Kadar retinol dalam serum kembali normal setelah terjadi
kesembuhan. Cacing usus seperti Giardia serta Ascaris juga dilaporkan
sebagai penyebab penurunan absorpsi vitamin A, dengan demikian
dapat turut menimbulkan defisiensi vitamin A. Salah satu laporan tidak
berhasil memperlihatkan kehilangan vitamin A sesudah pemberian oral
vitamin A kepada anak-anak yang menderita askariasis. Walaupun
begitu, infeksi parasit harus diatasi ketika kita menghadapi populasi
dengan persoalan defisiensi, dapat disertai dengan xeroftalmia.
6. Kondisi social ekonomi
Dalam pengertian kesehatan masyarakat. Kemiskinan terutama
terjadi penyebab defisiensi vitamin, sekalipun tidak selalu demikian,.
Pada umumnya, defisiensi vitamin A ditemukan terutama di negara-
negara yang perekonomiannya relatif miskin. Sejumlah penelitaian
memperlihatkan bahwa keluarga di negara-negara yang
perekonomiannya relatif memiliki lahan yang lebih sempit, kondisi
perumahan yang lebih buruk, hewan peliharaan yang lebih sedikit, dan
kemampuan ekonomi yang lebih rendah (diukur berdasarkan lebih
sedikitnya barang yang dimiliki seperti radio, arloji, atau sepeda).
Meskipun indikator status sosioekonomi yang rendah ditemukan (di
Bangladesh) berkaitan dengan risiko xeroftalmia yang 1,5-2,3 kali
lebih tnggi, namun karakteristik ini tidak selalu dengan sendirinya
meramalkan kejadian xeroftalmia. Tingkat pendidikan yang rendah
pada ayah atau ibu dalam keadaan ini dapat dibedakan, merupakan
faktor risiko yang lain.

E. Penyebab Terjadinya Kekurangan Vitamin A


Arisman (2002) menyatakan bahwa KVA bisa timbul karena
menurunnya cadangan vitamin A pada hati dan organ-organ tubuh lain
serta menurunnya kadar serum vitamin A dibawah garis yang diperlukan
untuk mensuplai kebutuhan metabolik bagi mata.Vitamin A diperlukan
retina mata untuk pembentukan rodopsin dan pemeliharaan diferensiasi
jaringan epitel.
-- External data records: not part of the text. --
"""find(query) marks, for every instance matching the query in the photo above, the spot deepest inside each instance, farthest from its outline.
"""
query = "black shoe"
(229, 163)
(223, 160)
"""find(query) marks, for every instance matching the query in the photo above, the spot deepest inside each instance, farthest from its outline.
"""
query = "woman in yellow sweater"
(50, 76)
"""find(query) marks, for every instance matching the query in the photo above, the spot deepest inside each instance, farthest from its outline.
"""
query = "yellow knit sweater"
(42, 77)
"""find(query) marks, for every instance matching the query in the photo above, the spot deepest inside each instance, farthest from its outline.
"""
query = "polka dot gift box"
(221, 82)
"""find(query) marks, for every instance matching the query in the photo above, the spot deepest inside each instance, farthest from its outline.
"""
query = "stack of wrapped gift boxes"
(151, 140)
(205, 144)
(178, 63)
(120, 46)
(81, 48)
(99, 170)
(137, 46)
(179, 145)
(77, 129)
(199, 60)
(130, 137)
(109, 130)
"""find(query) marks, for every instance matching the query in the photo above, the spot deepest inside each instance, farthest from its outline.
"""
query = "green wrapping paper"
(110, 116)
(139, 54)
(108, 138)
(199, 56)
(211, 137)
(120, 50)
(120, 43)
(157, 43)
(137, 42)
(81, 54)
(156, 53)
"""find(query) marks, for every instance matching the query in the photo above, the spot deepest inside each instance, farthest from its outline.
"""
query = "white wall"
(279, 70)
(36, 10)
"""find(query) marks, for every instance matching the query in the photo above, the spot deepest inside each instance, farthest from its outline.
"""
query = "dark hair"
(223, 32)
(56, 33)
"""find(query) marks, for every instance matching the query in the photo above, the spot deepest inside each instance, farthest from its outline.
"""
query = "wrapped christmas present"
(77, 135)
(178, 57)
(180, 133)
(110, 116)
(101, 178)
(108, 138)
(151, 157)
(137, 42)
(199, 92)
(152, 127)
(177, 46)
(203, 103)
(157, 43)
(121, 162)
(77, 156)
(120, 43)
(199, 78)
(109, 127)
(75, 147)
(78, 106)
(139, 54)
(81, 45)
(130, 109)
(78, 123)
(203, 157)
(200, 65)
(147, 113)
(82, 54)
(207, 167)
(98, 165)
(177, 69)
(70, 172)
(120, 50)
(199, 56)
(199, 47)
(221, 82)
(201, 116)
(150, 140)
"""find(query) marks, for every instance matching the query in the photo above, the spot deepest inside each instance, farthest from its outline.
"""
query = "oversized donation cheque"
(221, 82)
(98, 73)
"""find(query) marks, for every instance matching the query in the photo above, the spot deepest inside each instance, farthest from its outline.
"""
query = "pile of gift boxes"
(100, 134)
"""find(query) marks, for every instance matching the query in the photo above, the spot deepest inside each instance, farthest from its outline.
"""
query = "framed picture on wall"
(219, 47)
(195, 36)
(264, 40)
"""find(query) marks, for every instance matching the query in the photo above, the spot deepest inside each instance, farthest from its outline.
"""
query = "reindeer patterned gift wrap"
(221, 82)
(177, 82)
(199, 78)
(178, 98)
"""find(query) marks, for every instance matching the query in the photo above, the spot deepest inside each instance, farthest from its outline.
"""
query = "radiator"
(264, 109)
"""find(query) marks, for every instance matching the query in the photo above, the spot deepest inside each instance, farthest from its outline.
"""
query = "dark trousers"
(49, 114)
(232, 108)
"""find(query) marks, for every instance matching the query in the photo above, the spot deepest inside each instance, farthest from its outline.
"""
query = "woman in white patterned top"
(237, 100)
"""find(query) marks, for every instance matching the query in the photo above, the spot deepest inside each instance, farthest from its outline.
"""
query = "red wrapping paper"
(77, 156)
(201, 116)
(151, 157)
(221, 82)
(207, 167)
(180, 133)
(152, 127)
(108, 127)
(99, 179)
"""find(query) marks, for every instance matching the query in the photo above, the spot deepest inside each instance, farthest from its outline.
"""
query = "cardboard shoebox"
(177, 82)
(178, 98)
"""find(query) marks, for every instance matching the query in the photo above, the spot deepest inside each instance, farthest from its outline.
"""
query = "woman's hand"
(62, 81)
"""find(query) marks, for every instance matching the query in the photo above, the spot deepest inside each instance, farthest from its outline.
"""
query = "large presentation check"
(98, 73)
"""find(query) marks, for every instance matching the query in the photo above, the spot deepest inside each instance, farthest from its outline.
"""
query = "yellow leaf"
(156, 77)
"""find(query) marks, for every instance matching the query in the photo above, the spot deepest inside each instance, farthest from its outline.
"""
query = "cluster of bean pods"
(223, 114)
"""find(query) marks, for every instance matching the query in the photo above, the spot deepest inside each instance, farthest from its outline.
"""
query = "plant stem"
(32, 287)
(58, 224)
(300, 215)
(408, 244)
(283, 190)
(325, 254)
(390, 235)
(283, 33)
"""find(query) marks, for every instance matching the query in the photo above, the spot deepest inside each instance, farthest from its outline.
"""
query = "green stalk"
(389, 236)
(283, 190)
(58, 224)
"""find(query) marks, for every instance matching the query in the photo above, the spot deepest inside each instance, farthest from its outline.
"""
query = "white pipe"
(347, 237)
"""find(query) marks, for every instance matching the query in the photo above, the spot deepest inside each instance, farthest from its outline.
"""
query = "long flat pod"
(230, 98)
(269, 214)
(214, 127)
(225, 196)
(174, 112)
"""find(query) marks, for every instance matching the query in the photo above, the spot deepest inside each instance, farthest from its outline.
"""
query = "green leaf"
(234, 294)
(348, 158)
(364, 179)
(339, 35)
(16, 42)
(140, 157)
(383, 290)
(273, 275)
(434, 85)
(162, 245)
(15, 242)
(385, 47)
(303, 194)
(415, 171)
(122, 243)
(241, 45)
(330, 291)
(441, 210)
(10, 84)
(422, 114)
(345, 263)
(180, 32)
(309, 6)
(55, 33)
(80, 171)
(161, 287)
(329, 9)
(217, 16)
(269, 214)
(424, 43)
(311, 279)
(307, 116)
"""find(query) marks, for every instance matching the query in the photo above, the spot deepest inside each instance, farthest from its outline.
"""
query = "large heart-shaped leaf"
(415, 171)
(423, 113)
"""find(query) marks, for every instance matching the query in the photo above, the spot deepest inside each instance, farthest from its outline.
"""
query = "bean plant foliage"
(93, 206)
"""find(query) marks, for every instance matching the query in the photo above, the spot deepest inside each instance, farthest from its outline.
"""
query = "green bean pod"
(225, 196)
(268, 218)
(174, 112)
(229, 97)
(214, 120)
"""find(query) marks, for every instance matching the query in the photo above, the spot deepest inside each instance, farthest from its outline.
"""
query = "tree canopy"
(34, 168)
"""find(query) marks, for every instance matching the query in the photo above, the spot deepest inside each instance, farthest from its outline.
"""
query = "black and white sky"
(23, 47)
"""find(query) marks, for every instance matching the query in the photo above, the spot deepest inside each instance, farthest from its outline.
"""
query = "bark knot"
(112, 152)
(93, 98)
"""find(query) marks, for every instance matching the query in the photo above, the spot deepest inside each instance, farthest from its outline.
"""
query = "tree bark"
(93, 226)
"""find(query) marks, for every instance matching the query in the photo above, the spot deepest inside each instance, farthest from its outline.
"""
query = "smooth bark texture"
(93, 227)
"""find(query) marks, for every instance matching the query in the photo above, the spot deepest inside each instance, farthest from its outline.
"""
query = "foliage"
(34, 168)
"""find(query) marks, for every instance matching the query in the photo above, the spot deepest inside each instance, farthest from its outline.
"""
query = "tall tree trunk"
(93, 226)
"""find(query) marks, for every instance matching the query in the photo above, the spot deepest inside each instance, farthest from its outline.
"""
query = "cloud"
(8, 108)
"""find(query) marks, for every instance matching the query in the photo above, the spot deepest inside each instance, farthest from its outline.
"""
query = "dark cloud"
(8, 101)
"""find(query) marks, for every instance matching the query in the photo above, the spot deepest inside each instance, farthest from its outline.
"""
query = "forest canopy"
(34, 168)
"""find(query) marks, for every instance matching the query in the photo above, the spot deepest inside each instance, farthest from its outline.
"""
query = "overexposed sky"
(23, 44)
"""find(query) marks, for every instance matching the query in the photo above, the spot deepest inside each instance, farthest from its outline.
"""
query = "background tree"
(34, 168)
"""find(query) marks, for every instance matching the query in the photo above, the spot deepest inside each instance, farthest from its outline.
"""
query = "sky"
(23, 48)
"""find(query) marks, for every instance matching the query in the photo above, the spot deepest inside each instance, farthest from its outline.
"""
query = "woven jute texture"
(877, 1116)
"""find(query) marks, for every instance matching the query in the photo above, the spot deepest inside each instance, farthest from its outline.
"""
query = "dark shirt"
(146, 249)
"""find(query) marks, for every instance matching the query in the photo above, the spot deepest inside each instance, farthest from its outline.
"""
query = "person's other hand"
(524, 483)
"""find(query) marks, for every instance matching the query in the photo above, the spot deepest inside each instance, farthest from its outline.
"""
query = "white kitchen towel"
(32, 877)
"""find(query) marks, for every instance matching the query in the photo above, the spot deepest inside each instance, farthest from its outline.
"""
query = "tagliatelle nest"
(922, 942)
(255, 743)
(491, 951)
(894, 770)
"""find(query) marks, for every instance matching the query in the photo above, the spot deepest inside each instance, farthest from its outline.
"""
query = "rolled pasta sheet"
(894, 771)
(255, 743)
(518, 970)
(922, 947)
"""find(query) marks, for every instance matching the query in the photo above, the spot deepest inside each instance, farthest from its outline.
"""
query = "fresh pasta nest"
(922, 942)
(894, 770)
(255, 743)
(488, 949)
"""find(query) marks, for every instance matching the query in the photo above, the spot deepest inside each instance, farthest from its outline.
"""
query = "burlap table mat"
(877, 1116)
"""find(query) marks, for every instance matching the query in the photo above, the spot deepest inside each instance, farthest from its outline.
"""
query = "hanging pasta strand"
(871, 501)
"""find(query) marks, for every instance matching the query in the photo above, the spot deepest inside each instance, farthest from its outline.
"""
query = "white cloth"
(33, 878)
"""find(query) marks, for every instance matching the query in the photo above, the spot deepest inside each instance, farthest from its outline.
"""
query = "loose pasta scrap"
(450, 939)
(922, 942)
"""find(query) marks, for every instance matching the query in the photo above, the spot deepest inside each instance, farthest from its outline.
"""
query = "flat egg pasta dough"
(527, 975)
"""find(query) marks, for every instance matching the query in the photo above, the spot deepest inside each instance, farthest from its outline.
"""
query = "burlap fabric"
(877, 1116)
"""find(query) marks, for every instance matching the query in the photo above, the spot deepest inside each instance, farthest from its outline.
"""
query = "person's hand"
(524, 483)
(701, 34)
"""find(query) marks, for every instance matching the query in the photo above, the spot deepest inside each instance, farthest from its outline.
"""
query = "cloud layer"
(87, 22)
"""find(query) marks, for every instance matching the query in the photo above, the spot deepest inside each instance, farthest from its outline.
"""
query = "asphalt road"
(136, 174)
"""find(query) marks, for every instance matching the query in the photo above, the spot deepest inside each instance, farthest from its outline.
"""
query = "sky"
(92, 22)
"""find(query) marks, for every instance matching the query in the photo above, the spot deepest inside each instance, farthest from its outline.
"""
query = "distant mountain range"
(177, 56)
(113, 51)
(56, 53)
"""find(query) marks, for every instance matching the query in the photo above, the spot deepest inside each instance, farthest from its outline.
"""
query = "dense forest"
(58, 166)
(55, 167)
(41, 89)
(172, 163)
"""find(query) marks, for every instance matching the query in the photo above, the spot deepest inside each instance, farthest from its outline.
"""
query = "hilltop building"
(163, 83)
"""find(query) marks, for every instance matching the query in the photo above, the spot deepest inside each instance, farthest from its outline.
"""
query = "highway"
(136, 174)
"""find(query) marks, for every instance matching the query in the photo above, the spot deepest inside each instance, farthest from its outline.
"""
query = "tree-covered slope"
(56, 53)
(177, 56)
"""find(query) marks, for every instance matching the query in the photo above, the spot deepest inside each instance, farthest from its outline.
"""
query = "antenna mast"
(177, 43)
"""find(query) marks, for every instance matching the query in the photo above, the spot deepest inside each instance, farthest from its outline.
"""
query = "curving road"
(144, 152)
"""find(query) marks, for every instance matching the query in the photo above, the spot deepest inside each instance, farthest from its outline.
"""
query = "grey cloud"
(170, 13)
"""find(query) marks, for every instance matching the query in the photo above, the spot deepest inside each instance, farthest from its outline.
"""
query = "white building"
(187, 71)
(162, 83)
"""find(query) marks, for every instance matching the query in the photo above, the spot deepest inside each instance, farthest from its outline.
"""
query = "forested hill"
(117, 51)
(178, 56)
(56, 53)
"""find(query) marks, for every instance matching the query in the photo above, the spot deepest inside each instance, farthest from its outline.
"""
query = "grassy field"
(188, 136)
Gangguan gizi kurang vitamin A dijumpai pada anak-anak
yang terkait dengan : kemiskinan, pendidikan rendah, kurangnya asupan
makanan sumber vitamin A dan pro vitamin A (karoten), bayi tidak diberi
kolostrum dan disapih lebih awal, pemberian makanan artifisial yang
kurang vitamin A. Pada anak yang mengalami kekurangan energi dan
protein, kekurangan vitamin A terjadi selain karena kurangnya asupan
vitamin A itu sendiri juga karena penyimpanan dan transpor vitamin A
pada tubuh yang terganggu.
Kelompok umur yang terutama mudah mengalami kekurangan
vitamin A adalah kelompok bayi usia 6-11 bulan dan kelompok anak
balita usia 12-59 bulan (1-5 tahun). Sedangkan yang lebih berisiko
menderita kekurangan vitamin A adalah bayi berat lahir rendah kurang
dari 2,5 kg, anak yang tidak mendapat ASI eksklusif dan tidak diberi ASI
sampai usia 2 tahun, anak yang tidak mendapat makanan pendamping ASI
yang cukup, baik mutu maupun jumlahnya, anak kurang gizi atau di
bawah garis merah pada KMS, anak yang menderita penyakit infeksi
(campak, diare, TBC, pneumonia) dan kecacingan, anak dari keluarga
miskin, anak yang tinggal di dareah dengan sumber vitamin A yang
kurang, anak yang tidak pernah mendapat kapsul vitamin A dan imunisasi
di posyandu maupun puskesmas, serta anak yang kurang/jarang makan
makanan sumber vitamin A.
Terjadinya kekurangan vitamin A berkaitan dengan berbagai faktor
dalam hubungan yang kompleks seperti halnya dengan masalah
kekurangan kalori protein (KKP). Makanan yang rendah dalam vitamin A
biasanya juga rendah dalam protein, lemak dan hubungannya antara hal-
hal ini merupakan faktor penting dalam terjadinya kekurangan vitamin A.
Kekurangan vitamin A bisa disebabkan seorang anak kesulitan
mengonsumsi vitamin A dalam jumlah yang banyak, kurangnya
pengetahuan orang tua tentang peran vitamin A dan kemiskinan.
Sedangkan untuk mendapatkan pangan yang difortifikasi bukan hal yang
mudah bagi penduduk yang miskin. Karena, harga pangan yang
difortifikasi lebih mahal daripada pangan yang tidak difortifikasi.
Pembedahan pada usus atau pankreas juga akan memberikan efek
kekurangan vitamin A. Bayi-bayi yang tidak mendapat ASI mempunyai
risiko lebih tinggi untuk menderita kekurangan vitamin A , karena ASI
merupakan sumber vitamin A yang baik. Kekurangan vitamin A sekunder
dapat terjadi pada penderita Kurang Energi Protein (KEP), penyakit hati,
gangguan absorpsi karena kekurangan asam empedu (Suhardjo, 2002).
Penyebab lain KVA pada balita dikarenakan kurang makan
sayuran dan buahbuahan berwarna serta kurang makanan lain sumber
vitamin A seperti : daun singkong, bayam, tomat, kangkung, daun ubi
jalar, wortel, daun pepaya, kecipir, daun sawi hijau, buncis, daun katu,
pepaya, mangga, jeruk, jambu biji, telur ikan dan hati. Akibatnya menurun
daya tahan tubuh terhadap serangan penyakit (Depkes RI, 2005).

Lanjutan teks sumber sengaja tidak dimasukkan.